I am told girls and women who go to health facilities now, they find at least people with a positive attitude who are willing to help.

When we started the project five years ago, the contribution on abortion complications to maternal health was 26% but now it has come down to less than 8%.

Among medical colleagues, the level of stigma has gone down.

We can now freely talk about abortion which was a taboo prior to the project.

We came out as AOGU and wrote a position paper about abortion which can be found on our website.

QN: How did you engage the Ministry of Health in the course of the project?

We worked with the ministry from the inception of the project. We are a professional health association and therefore we articulate the ministry’s position. We guide them but we also have to conform to the policies from the ministry. We collaborated with the reproductive health division, Maternal and Child Health Commissioner etc.

Even when the project has ended, our working relations with the ministry and many of our local and international partners will continue because we still have a lot to do together.

QN: What next, now that the APMM project has closed?

First we are grateful to FIGO and or sister associations in different countries for walking this journey with us.

What next is to look for more funding because as you can see we have more work to do.

The issue of skilling for example cannot be a one off. We have to keep skilling health service providers and making their skills improve because it is a dynamic group. People are coming in and others are going out. You train people today, tomorrow they will not be there.

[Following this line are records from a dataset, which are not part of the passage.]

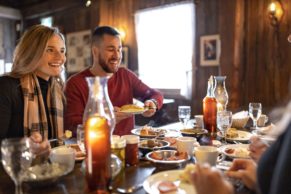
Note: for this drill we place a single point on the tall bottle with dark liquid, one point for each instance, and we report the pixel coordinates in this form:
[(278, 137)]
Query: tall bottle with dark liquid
[(98, 121), (210, 109)]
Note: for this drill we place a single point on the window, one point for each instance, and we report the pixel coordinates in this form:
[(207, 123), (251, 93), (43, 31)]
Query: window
[(165, 38), (47, 21)]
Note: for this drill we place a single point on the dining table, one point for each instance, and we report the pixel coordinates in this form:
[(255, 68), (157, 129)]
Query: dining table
[(75, 181)]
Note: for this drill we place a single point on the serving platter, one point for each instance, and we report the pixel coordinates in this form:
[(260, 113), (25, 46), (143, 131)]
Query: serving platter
[(236, 150), (152, 182)]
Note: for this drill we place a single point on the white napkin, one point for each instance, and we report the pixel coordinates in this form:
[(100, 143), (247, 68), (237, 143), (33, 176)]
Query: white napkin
[(241, 114)]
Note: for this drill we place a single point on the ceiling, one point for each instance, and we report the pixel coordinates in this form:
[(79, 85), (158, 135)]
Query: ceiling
[(20, 4)]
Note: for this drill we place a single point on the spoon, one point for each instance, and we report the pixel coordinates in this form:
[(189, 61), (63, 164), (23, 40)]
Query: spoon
[(130, 189)]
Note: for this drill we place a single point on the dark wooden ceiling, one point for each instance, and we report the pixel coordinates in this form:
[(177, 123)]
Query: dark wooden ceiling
[(20, 4)]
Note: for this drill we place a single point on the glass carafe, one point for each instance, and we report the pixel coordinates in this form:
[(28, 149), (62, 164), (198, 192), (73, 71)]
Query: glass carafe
[(220, 93), (99, 122)]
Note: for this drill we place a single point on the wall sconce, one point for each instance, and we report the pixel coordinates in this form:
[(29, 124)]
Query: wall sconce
[(275, 12)]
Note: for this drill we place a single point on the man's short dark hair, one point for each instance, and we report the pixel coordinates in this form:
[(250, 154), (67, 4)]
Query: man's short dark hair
[(99, 32)]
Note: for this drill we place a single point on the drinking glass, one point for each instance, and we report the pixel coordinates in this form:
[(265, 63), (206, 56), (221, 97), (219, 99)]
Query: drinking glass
[(255, 111), (224, 120), (184, 113), (16, 159), (81, 138)]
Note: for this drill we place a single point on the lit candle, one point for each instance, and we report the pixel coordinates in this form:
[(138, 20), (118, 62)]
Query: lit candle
[(219, 107), (98, 153), (272, 8)]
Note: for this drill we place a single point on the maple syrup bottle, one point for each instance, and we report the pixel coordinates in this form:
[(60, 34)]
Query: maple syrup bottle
[(210, 109)]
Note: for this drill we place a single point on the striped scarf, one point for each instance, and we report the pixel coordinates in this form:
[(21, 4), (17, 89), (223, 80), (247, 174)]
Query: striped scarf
[(35, 118)]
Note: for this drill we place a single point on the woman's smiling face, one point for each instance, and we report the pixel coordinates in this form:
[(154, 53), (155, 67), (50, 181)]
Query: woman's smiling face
[(52, 59)]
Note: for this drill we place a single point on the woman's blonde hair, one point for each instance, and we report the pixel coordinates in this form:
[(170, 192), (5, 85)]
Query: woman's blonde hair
[(30, 49)]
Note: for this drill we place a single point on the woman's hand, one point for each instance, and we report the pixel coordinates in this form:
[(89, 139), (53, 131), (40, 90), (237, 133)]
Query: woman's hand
[(119, 116), (245, 170), (210, 180), (38, 145), (151, 108), (257, 148)]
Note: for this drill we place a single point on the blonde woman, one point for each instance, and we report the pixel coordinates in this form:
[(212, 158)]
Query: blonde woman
[(31, 97)]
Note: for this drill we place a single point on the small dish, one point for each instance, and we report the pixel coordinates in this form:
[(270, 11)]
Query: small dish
[(167, 158), (148, 145), (193, 132), (242, 136), (45, 174), (151, 132), (236, 150)]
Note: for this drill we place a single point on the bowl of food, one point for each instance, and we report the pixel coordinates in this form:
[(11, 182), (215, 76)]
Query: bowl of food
[(148, 145), (193, 132), (168, 158)]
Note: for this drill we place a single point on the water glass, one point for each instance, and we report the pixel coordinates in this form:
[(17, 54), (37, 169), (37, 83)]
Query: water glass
[(184, 113), (16, 159), (81, 138), (255, 111), (224, 120)]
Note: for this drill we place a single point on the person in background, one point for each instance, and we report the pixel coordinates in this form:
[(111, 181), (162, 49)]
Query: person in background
[(123, 84), (31, 95)]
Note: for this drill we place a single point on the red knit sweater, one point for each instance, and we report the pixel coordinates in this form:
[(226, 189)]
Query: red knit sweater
[(123, 86)]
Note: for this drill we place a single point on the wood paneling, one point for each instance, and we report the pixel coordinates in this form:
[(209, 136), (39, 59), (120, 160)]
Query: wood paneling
[(255, 57)]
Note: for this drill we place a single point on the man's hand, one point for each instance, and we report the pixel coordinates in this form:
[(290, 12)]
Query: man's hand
[(151, 108), (119, 116), (245, 170)]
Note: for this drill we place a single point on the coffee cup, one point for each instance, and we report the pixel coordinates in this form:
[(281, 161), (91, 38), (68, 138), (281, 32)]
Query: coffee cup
[(199, 121), (186, 144), (64, 156), (206, 154)]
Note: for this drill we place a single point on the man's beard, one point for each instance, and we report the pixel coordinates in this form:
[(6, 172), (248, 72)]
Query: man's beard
[(104, 65)]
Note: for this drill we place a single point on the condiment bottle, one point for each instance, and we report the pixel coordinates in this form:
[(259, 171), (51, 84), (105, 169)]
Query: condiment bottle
[(210, 109), (98, 123)]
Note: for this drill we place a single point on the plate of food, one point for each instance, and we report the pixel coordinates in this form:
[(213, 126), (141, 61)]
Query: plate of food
[(132, 109), (45, 174), (148, 145), (170, 181), (149, 132), (236, 150), (233, 134)]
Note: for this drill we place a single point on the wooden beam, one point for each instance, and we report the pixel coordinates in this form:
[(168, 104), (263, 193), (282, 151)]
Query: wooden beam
[(10, 13)]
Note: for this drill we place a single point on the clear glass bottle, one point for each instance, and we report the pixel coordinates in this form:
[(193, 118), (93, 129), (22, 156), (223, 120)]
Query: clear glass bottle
[(210, 109), (99, 122), (220, 93)]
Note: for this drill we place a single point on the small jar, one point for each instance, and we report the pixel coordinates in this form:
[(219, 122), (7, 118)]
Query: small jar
[(118, 148), (131, 149)]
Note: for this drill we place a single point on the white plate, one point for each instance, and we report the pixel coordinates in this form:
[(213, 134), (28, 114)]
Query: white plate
[(137, 132), (151, 183), (133, 112), (239, 150), (242, 136)]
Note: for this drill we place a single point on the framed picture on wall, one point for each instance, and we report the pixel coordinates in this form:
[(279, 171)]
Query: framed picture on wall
[(124, 61), (209, 50), (78, 51)]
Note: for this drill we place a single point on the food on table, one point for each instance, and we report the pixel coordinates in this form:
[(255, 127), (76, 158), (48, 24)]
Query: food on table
[(167, 186), (151, 143), (172, 157), (45, 171), (68, 134), (232, 133), (242, 152), (171, 140), (131, 108), (185, 175), (147, 130)]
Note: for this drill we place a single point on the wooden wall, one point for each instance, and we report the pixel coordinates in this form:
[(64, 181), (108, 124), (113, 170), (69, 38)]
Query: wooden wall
[(255, 57)]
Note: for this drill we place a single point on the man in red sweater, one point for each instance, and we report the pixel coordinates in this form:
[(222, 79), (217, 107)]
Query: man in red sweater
[(123, 84)]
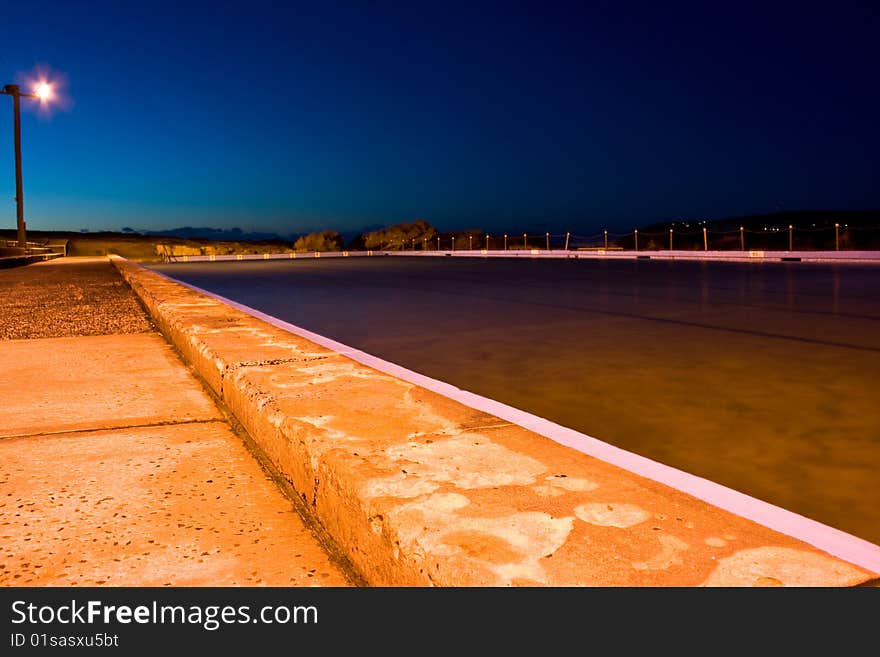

There other thing is advocacy. It is a continues process, you cannot stop until you achieve total acceptance and that cannot be a one off project.

So we have to keep advocating. Our advocacy is that abortion should not be made a punishable offence.  It is not about legalization but decriminalization of abortion and let those who are doing it underground do it in the open and safely instead of going underground and harming people.

We still want to engage religious leaders and let them understand these issues and I still believe that we should engage politicians because they are the legislators, they make the laws. We cannot run away from them. We need members of parliament for example if we are going to have abortion decriminalized.